Entre os painelistas que integram a obra está o doutor Ilzver Matos, professor do Mestrado em Direitos Humanos da Universidade Tiradentes, que elaborou o artigo “Povos de terreiro, liberdade religiosa e acesso à justiça”
Com a proposta de analisar o fenômeno do racismo religioso e verificar a qualidade do diálogo existente entre as comunidades tradicionais de terreiro e o sistema de justiça em Sergipe, Ilzver Matos parte da ideia de que o sistema de justiça acumula cinco benefícios que partilha narcísica e historicamente com a elite branca racista brasileira, com quem se identifica majoritariamente.
“O benefício da ignorância, o benefício do cinismo, o benefício da apatia, o benefício da escravidão e o benefício do extermínio.
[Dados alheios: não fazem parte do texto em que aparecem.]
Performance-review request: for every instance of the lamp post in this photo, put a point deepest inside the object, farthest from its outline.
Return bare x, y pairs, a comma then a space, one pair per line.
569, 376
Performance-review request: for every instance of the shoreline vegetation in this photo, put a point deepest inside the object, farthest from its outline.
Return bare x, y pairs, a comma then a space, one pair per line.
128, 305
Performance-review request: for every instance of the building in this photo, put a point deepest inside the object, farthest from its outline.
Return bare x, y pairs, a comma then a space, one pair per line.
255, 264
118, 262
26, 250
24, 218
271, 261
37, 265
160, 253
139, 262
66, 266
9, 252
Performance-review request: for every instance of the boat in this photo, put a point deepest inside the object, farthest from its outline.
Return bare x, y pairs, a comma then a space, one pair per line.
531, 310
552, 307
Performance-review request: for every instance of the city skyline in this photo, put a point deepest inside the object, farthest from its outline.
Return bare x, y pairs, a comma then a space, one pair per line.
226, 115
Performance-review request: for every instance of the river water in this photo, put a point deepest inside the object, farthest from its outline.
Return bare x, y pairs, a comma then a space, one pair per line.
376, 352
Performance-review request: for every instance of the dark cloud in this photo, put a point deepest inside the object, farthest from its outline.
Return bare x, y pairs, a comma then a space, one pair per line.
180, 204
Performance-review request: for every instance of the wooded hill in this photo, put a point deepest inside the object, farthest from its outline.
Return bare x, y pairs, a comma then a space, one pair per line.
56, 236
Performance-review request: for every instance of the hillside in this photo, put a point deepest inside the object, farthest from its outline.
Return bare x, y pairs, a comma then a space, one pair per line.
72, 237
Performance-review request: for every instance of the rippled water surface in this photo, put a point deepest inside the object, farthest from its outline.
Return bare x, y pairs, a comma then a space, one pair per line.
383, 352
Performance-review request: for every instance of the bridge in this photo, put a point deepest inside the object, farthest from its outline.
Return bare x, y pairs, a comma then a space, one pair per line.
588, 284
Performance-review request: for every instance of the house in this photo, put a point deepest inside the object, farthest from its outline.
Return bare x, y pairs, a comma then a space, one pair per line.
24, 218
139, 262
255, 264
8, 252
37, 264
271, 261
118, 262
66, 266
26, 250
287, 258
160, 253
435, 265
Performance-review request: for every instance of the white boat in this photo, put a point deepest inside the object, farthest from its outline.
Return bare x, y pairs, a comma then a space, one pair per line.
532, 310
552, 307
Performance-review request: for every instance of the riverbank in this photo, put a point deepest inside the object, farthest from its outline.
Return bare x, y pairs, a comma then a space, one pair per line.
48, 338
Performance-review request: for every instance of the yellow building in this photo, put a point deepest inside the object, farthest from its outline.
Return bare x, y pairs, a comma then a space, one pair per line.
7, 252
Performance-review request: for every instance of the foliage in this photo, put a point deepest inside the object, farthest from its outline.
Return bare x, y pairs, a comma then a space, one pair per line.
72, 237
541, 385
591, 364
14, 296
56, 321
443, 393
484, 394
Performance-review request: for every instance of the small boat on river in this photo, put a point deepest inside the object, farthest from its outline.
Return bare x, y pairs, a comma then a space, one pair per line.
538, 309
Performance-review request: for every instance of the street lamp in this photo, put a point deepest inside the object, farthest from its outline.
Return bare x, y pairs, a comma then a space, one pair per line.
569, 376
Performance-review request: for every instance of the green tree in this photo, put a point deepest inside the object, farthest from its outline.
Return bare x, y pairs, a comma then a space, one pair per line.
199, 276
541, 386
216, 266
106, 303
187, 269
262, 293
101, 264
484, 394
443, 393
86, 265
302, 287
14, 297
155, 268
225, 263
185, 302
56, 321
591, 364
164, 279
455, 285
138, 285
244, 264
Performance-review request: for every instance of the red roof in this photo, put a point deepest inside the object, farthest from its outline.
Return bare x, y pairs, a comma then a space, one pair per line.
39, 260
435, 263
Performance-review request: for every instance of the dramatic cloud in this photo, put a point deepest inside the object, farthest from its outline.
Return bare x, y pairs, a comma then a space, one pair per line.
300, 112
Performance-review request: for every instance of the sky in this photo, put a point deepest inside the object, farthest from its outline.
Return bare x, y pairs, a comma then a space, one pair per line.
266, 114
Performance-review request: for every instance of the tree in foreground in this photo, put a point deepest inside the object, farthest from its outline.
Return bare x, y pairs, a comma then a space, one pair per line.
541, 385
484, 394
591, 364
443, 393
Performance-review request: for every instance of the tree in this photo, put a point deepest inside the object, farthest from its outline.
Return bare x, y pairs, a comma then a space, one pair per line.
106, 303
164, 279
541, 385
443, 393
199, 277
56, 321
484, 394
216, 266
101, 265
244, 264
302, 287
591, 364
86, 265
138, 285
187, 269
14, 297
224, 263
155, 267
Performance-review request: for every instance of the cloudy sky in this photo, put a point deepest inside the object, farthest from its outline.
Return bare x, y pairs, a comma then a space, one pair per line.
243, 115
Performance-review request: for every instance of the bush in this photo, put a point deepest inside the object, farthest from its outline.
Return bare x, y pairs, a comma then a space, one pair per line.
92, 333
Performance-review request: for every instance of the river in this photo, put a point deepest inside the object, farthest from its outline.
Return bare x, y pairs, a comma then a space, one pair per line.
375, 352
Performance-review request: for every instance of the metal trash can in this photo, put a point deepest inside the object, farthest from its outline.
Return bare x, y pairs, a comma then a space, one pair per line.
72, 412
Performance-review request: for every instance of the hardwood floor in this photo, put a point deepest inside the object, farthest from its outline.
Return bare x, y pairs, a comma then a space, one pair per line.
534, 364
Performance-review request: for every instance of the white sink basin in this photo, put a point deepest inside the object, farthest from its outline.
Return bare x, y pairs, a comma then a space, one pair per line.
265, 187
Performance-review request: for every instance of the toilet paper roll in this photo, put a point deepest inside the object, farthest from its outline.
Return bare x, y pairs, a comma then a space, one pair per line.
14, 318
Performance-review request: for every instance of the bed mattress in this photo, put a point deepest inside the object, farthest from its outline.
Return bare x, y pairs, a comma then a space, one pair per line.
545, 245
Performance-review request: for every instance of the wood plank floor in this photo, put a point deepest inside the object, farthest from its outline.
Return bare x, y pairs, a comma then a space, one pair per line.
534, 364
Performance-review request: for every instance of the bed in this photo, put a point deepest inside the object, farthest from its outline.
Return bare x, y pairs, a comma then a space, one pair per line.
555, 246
Esses benefícios dificultam a abertura de espaços para a compreensão das especificidades dos povos de terreiro pelo sistema de justiça e gera atos administrativos e judiciais que, no lugar de protegerem os direitos e garantias constitucionais, convencionais e legais desses povos – que são patrimônio histórico e cultural do país – questionam e põem em risco os direitos e a existência dessas comunidades. Tais comunidades, assim, têm se colocado no espaço público para disputar essas narrativas e influenciar a agenda pública do sistema de justiça – sem desconsiderar os demais poderes instituídos”, pontua.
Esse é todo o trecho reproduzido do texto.